Purpose : Mutations in genes crucial for photoreceptor function can lead to photoreceptor cell death in Retinitis Pigmentosa (RP). Defining the common pathways disrupted across genes is crucial if we are to develop therapies in a gene-agnostic way. The purpose of this study was to interrogate mice harbouring a mutation in the Pde6b gene at different timepoints to identify pathways contributing to cell stress and death.
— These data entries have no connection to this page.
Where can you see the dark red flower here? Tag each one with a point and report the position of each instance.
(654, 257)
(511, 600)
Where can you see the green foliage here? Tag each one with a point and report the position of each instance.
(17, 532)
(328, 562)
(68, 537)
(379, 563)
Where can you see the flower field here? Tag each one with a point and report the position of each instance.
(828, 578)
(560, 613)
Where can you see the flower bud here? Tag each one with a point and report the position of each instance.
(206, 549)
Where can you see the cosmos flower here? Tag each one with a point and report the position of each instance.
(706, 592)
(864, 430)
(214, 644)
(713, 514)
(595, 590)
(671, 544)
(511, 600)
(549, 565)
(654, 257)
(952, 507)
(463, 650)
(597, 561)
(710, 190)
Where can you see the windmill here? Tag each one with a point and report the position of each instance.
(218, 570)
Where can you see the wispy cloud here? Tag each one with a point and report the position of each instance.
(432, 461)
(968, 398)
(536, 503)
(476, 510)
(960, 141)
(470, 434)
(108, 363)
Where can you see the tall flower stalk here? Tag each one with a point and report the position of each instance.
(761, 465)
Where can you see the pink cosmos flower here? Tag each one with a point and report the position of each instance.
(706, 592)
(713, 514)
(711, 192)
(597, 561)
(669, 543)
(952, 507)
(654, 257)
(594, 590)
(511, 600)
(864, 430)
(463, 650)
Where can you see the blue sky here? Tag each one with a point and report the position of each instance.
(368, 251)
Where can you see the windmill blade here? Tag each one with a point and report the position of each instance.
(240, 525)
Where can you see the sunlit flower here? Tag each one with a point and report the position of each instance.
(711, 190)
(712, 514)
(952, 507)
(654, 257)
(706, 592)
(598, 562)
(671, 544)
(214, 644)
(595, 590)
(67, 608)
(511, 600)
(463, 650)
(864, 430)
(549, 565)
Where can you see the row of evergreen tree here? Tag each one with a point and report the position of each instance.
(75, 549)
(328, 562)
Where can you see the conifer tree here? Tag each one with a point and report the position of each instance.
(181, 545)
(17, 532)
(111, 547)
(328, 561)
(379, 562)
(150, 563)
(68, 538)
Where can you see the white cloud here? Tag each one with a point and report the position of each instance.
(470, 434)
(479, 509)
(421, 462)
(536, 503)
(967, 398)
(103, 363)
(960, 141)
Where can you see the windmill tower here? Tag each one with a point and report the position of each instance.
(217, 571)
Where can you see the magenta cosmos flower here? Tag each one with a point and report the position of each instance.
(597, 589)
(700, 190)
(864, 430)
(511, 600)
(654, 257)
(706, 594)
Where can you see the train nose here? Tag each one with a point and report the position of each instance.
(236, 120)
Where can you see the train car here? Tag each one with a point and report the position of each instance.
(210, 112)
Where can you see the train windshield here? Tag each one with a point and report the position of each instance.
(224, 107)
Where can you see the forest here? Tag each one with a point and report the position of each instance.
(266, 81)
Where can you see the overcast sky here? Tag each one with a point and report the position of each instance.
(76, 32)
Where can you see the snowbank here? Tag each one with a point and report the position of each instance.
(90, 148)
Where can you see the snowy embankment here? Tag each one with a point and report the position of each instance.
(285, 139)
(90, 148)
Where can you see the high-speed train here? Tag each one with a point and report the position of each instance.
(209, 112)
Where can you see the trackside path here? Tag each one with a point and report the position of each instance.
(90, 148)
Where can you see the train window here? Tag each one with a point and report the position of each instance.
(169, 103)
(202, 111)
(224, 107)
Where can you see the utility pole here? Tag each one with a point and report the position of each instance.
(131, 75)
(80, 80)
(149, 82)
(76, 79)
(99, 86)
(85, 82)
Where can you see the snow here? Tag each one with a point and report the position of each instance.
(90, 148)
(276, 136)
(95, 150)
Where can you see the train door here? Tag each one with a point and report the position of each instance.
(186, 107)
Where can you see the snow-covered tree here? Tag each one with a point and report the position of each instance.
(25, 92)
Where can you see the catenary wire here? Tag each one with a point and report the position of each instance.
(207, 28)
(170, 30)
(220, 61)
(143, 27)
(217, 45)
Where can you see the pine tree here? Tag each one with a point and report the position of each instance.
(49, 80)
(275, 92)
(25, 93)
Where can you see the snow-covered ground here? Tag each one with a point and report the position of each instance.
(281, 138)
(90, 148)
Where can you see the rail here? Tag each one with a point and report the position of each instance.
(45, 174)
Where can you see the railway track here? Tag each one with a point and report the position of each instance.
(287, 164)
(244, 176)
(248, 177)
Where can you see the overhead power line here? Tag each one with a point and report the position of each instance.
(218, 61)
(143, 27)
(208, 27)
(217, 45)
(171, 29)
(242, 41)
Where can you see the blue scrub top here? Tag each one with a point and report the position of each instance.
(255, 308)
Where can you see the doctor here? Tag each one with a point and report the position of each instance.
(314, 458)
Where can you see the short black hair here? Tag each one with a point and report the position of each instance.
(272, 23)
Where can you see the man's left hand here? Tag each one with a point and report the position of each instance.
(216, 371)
Methods : Experiments were performed with Pde6b^atrd2 mice and wild-type littermates with at least 3 replicates per timepoint. In vivo phenotyping experiments included electroretinography (ERG) examinations, optokinetic response (OKR) tests and optical coherence tomography (OCT) images. Outer nuclear layer (ONL) thickness (H&E sections) was used to identify early and late timepoints for performing single cell RNA sequencing (scRNA-seq) experiments. For each timepoint, dissociated retinas of mutant (N=3) and control (N=3) littermates were used. Data analysis was performed using R statistical programming language.

Results : ERGs showed a significant reduction in photoreceptor function by P18, impaired visual acuity was detectable in OKR tests by P21, and no photoreceptor layer was detectable in OCT images at P28. Histology analyses showed ONL thinning starting from P15, with 50% ONL remaining at P18 and almost total loss at P28. Further scRNA-seq analyses revealed similar photoreceptor expression profiles between mutant and wild-type at P13, but distinct transcriptional profiles at P18.

Conclusions : Our results show an early and rapid photoreceptor degeneration in the Pde6b^atrd2 mouse beginning as soon as the mouse opens its eyes and progressing rapidly, resulting in loss of retinal function. Further analyses of scRNA-seq data will offer key insight into the mechanism that triggers photoreceptor death in PDE6B-mediated RP.

This abstract was presented at the 2024 ARVO Annual Meeting, held in Seattle, WA, May 5-9, 2024.